Evidence continues to emerge that the release of international donor funds to support global food security is matching neither the scale of the promises nor the urgency of the situation.
According to its June report, grants have been awarded to a total of 12 developing countries by the Global Agriculture and Food Security Program (GAFSP), a key multilateral fund established to support national hunger plans by G20 leaders at the Pittsburgh summit in 2009.
But 20 countries have been turned away, according to Lael Brainard, under-secretary for international affairs at the US Treasury. And GAFSP administrators say that new proposals must remain on hold, “pending availability of funding.”
Only six of the richer countries, together with the Bill and Melinda Gates Foundation, have so far made pledges to GAFSP. The total of $925 million includes offers from Spain and Ireland whose economies are facing exceptional difficulties.

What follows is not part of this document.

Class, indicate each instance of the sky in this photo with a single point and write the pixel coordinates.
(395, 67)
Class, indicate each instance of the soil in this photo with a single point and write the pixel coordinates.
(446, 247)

Lael Brainard has emerged as a cheerleader for GAFSP fundraising. “Without swift support from the rest of the G8 and the G20, the global fight against hunger could be put at great risk,” she wrote in the UK Guardian last week.
This is a bold position for the under-secretary to adopt because the current gap between funds received by GAFSP and funds promised is almost entirely attributable to the US. Of $475 million pledged, only $167 million has been approved by Congress.
Ms Brainard did acknowledge the embarrassment in a recent speech at the Chicago Council of Global Affairs. “Without greater progress on our pledge, it is difficult for the United States to convince other development partners to contribute. That’s why it will be critical for Congress to fund the Administration’s request of $308 million in FY2012,” she said.
This funding tension comes at a time of rising concern about hunger and malnutrition in developing countries. Escalating global prices of staple grains combined with persistent extreme weather conditions in vulnerable regions have driven an additional 44 million people into poverty, according to the World Bank.
Fearing a possible repeat of the 2008 food crisis, agriculture ministers from the G20 group of countries will assemble for an unprecedented meeting in Paris on Monday.
Recent days have witnessed a deluge of advice from international development agencies on action that ministers should take to protect global food security in general and the poor in particular.
Top favourite is a curb on speculative trading of food commodities. In its role as G20 chair, the French government is known to be sympathetic to this call but may be forced to rule the matter as the business of finance rather than agriculture ministers.
Shenggen Fan, Director General of the Washington-based International Food Policy Research Institute, is amongst those who have published advice on food security. But he prefers not to lose sight of the underlying financial imperative.
“Before the international community issues any new recommendations, they first need to make good on previous commitments,” he says, referring to the 2009 pledge by G8 leaders to raise an additional $20 billion for agriculture in poor countries. Less than a quarter of this amount has been disbursed, according to the G8 accountability report published last month.
Ethiopia is a key country to monitor for progress on agriculture. Already seriously affected by the drought in the Horn of Africa, the country has over 10 million people in need of food assistance.
For longer term development of its farming sector, Ethiopia is one of the fortunate few countries to be funded by the GAFSP program. The grant totals $51.5 million.
But this figure may only scratch the surface. Ethiopia’s Policy and Investment Framework, its ten-year plan for agriculture, estimates the funding gap that will have to be sought from international donors. It totals $6.2 billion.